Tips for tutoring 8th grade math
The 8th grader that I have been tutoring in math has been assigned to “advanced geometry” for next year. This is apparently the highest classification available in the local high school. Her father brought me a bottle of Champagne and said that all of the credit for this was due me. Of course it would have been rude to contradict him so I gratefully accepted credit for my student’s hard work.
Now that I have demonstrated the ability to claim success in this domain it is time to share what I have learned.
Basically the American K-12 math curriculum is so dull that it takes an almost inhuman effort to stay awake and focused while solving the pointless and repetitive assigned problems. As with flying, the crew concept improves performance. One crew member (the student) solves the problems while the other crew member monitors and offers reminders to (1) slow down, (2) write everything down, (3) make the smallest change to an equation at a time (e.g., don’t add 4 to both sides and divide by -3 in one step; that’s two operations and therefore one should rewrite the equation twice). The student will be trying to escape the pain and boredom by doing multiple steps in his or her head. This leads to errors that wouldn’t be made if the steps were simpler and the result of each step written down.

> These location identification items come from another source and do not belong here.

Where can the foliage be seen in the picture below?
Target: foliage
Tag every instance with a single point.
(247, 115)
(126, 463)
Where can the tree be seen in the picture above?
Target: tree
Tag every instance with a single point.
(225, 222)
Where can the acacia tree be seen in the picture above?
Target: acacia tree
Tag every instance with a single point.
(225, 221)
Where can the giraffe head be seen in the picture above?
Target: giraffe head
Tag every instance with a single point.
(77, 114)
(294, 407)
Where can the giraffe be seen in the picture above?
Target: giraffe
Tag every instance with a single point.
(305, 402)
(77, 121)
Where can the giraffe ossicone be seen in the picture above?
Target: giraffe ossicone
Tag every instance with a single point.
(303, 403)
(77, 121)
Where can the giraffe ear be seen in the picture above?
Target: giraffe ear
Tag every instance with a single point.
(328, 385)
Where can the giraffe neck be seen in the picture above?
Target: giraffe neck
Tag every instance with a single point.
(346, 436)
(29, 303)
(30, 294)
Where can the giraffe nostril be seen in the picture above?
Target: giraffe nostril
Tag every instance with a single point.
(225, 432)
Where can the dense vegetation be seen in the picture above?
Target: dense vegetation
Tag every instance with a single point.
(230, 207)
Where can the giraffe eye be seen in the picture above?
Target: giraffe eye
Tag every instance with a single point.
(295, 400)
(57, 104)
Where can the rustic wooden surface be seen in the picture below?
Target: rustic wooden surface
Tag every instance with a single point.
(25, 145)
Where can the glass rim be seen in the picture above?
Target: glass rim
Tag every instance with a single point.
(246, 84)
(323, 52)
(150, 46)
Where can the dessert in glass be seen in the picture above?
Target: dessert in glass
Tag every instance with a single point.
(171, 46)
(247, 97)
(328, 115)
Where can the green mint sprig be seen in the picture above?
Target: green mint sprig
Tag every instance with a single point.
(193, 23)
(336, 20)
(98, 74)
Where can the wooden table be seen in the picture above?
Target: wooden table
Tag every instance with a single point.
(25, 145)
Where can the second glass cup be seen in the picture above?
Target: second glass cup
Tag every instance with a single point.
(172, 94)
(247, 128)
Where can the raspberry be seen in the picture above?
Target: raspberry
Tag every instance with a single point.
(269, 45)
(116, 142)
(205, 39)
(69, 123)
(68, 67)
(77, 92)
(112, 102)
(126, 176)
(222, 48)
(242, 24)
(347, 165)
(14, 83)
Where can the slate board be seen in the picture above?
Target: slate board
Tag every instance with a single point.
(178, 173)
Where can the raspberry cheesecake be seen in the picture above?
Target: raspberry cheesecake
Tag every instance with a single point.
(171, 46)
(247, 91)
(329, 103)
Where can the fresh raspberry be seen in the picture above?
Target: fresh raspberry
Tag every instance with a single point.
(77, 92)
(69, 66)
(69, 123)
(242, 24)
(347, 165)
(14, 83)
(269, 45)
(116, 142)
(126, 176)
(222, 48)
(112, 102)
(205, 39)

A lot of these problems are basically arithmetic, despite the fact that the subject is called “math”. The school expects exact answers from a calculator, but of course it is easy to be way off by pressing the wrong key. So I worked with this 8th grader on estimating techniques so that if there were a huge discrepancy between the mental or pencil/paper estimate and the calculated result it would be noticed before handing in the work.
In a competitive and lucrative marketplace for textbooks I would have thought that a great book full of real-world examples would be out there, but apparently our local school system didn’t find one. I’m wondering if the way that we’re teaching math actually is the right way. Can that be true? Just tell students “this is an abstract subject and if you want to get a good job one day you need to do everything we assign”?